3.2.4 FPGA Platform:

A Nexys3 digital circuit development platform which is based on the Xilinx

Spartan-6 LX16 FPGA was used, and is shown in Figure 13. The Spartan-6 FPGA

will be used for implementing reconfiguration ISA extension. This provides high

performance at low resource cost. It includes the following features (Digilent,

2013):

– 2,278 slices each containing four 6- input LUTs and eight flip-flops

– 576Kbits of fast block RAM

– two clock tiles (four DCMs and two PLLs)

– 32 DSP slices

– 500MHz+ clock speeds"

Figure 13 Xilinx Spartan-6 LX16 FPGA platform (Nexys3™ Board Reference Manuall, 2013).
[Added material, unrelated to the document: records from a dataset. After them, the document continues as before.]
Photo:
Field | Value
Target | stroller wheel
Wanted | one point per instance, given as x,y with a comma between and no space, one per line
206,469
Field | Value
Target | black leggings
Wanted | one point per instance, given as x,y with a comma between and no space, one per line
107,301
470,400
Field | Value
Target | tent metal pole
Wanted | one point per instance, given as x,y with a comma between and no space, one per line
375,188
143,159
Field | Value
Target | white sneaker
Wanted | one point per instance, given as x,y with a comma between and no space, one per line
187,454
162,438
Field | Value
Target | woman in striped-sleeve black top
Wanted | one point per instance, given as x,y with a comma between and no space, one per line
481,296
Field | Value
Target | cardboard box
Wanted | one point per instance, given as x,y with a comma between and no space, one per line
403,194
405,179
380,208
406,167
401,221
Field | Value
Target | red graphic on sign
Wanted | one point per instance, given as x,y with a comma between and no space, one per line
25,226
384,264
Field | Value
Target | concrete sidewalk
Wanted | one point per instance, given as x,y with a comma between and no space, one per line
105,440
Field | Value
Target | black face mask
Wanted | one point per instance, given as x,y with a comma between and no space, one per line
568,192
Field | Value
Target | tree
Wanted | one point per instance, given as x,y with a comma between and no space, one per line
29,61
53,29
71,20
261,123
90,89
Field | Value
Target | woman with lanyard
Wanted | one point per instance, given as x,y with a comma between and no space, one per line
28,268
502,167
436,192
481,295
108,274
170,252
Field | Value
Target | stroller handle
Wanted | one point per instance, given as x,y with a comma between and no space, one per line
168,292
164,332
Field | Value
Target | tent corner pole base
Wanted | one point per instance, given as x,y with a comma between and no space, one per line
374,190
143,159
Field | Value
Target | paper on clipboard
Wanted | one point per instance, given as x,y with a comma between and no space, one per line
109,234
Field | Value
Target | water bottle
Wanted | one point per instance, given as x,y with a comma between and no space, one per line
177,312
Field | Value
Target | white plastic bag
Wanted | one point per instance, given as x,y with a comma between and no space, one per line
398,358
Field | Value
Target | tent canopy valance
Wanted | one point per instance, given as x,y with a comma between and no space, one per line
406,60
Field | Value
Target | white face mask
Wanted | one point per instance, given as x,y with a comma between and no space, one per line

http://en.wikipedia.org/wiki/Compiler

47

3.2.5 GoAhead

A tool for implementing partially reconfigurable systems is GoAhead. This tool

supports all of the recent Xilinx FPGAs. It provides some features that the Xilinx

PR tool chain cannot perform, including (Beckhoff, et al., 2012)

– Implemented partial modules that will be completely independent with respect

to the static design.

– Modules that can be relocated and the multi-modules that can be instantiated

– Modules can be integrated without any logic overhead "no bus macro or proxy

logic required ".

– It will provide Hierarchical reconfiguration which allows the implementation of

a PR module inside a PR module.

– Communication architecture generation that enable multiple PR modules to be

hosted simultaneously in the same PR region.

3.3 System Design

In this project, focus is put on embedded systems that have different requirements

in various application domains such as cryptography, network control systems and

image processing. This is due to the fact that an FPGA platform is the most

suitable device to adapt to changes in application requirements (Koch D, 2013).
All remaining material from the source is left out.